Mr Nyoni said some of the crops were affected by pest as the incessant rains made it difficult for farmers to get into the fields and apply pesticides.
“Cabbages were also affected by diamondback moth because due to the persistence rains farmers failed to go into the fields to apply pesticides. I know of farmers that lost 10 000 to 20 000 heads of cabbages and up to 40 tonnes of potatoes,” he said.
Mr Nyoni said as a result of the shortage prices of vegetables had skyrocketed.
“If you look at a bungle of chomolia which costs $1 it’s now going for $3 and above while a bucket of tomatoes is as high as $28 because the demand is now outstripping the supply side. Most of the butternuts and tomatoes, which are on the market at the moment and were harvested under the wet conditions, have a short shelf life,” he said.
Umguza Irrigation Lot chairman Mr Antony Khephe Dube said most farmers who cropped horticultural produce had most of their produced destroyed by the rains.

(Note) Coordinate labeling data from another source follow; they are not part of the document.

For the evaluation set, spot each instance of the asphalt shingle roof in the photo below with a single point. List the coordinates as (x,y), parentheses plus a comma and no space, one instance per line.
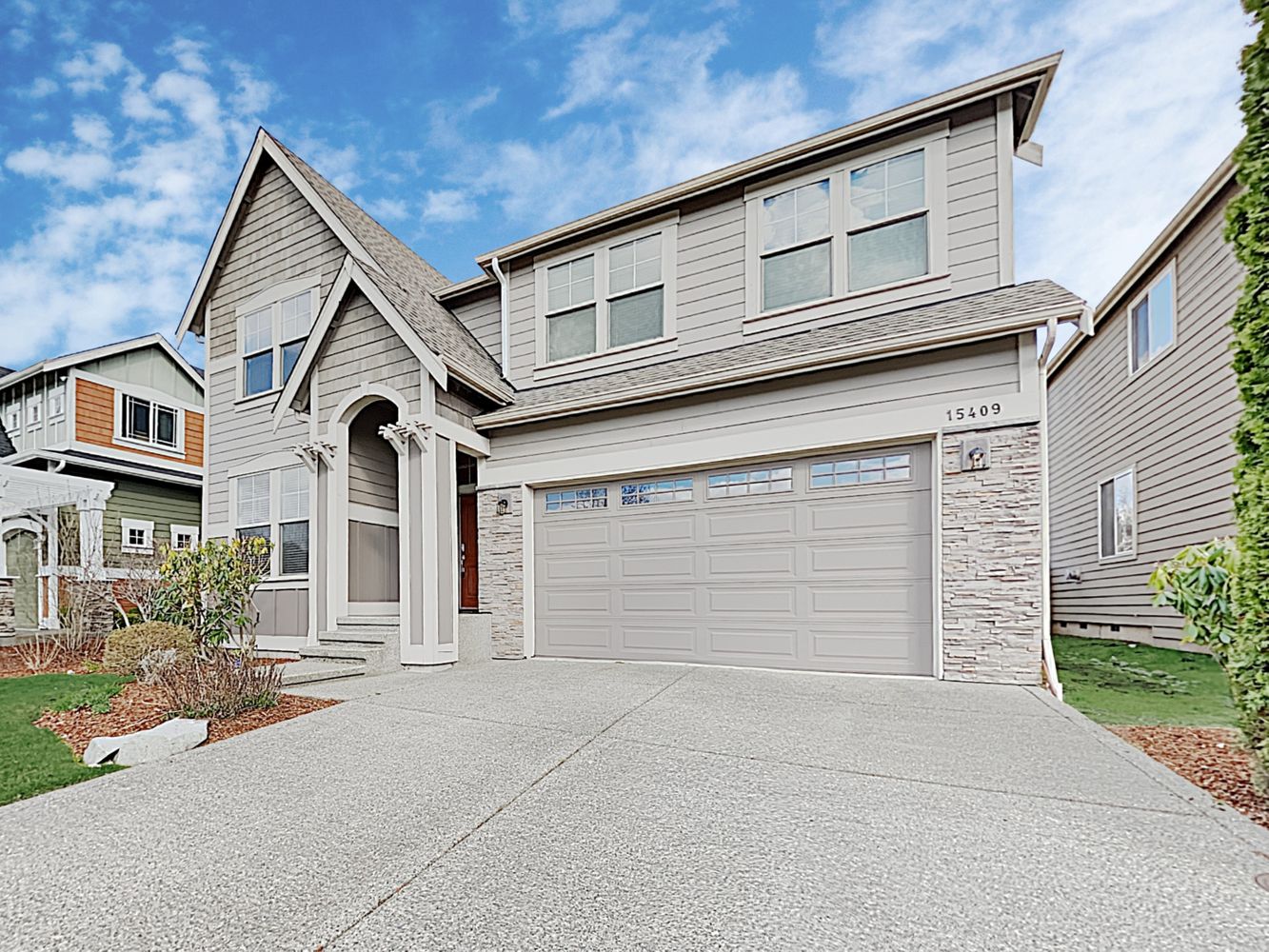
(415,282)
(964,318)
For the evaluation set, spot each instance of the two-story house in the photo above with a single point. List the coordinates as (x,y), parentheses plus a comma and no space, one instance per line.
(787,414)
(1142,415)
(127,414)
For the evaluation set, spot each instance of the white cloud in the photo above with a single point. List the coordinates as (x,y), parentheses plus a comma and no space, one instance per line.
(446,206)
(91,131)
(127,216)
(1143,109)
(664,114)
(73,169)
(88,71)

“Most of the farmers lost most of their produce due to the heavy rains and since farming is a business it surely impacted negatively on them. Those who were lucky were the ones that had cropped maize because most of the crop managed to withstand the severe wet conditions,” said Mr Dube.
Umguza District is Matabeleland North’s prime farming area and a major supplier of horticultural produce to Bulawayo and surrounding areas.

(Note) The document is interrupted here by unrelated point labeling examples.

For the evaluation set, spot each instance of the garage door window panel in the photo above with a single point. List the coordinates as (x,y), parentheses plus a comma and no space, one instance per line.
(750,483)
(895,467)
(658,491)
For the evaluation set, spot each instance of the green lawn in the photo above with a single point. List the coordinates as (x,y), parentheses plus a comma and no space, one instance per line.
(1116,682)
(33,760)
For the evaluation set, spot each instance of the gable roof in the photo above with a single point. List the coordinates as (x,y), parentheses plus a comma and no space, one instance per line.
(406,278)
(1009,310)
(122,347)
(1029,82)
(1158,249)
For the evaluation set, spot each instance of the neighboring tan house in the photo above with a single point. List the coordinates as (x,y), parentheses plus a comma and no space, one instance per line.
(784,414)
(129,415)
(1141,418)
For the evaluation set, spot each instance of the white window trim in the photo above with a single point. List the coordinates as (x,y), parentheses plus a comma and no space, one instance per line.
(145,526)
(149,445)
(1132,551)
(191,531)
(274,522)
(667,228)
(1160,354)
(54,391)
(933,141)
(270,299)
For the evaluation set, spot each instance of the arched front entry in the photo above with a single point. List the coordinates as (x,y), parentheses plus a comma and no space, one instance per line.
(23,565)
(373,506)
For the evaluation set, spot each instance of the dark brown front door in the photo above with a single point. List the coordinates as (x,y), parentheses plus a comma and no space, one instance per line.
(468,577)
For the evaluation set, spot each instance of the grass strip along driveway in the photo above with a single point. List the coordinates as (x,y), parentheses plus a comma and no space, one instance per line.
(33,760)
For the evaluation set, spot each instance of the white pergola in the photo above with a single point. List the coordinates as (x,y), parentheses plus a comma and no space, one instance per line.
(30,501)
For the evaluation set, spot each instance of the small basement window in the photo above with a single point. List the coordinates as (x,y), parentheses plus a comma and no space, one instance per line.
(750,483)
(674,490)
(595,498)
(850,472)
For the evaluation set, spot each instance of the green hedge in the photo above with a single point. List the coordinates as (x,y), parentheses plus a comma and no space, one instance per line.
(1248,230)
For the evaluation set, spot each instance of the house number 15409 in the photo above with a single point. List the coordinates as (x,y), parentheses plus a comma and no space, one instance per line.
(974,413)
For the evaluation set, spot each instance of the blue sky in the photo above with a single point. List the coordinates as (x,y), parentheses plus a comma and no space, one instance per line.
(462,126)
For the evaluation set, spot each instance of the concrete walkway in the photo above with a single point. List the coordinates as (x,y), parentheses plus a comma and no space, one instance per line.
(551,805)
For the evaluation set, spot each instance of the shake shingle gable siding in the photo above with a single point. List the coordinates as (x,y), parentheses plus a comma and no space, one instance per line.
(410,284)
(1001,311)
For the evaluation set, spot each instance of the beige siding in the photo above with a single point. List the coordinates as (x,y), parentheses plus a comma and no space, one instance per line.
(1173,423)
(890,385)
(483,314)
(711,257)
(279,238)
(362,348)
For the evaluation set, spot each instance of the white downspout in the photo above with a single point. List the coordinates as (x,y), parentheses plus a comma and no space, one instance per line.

One of the most enterprising horticultural producers in Umguza Mrs Anonata Manzini said she lost virtually all her produce to the torrential rains.
“We suffered a very big setback due to the rains, three quarters of our 50 000 heads of cabbages were destroyed and we lost a hectare of butternuts while our chomolia was also affected. We have, however, started cropping now,” she said.

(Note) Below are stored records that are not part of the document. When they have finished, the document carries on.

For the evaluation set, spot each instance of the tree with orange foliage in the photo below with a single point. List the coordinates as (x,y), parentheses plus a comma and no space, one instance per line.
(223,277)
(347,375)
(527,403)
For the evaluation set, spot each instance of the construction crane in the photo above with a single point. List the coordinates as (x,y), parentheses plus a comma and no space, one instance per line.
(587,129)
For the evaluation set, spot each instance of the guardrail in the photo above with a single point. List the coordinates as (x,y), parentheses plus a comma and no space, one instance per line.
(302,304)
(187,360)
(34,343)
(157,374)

Midlands Agritex provincial officer Mr Peter Chamisa, however, said only a few farmers in his area were affected by the rains.
“Most of our farmers’ horticultural produce is actually in a good state now because they concentrated on cropping maize which wasn’t affected much but of course they are some that might have had a bit of their commercial horticultural produce affected but otherwise the traditional horticultural crop is in a good state,” he said.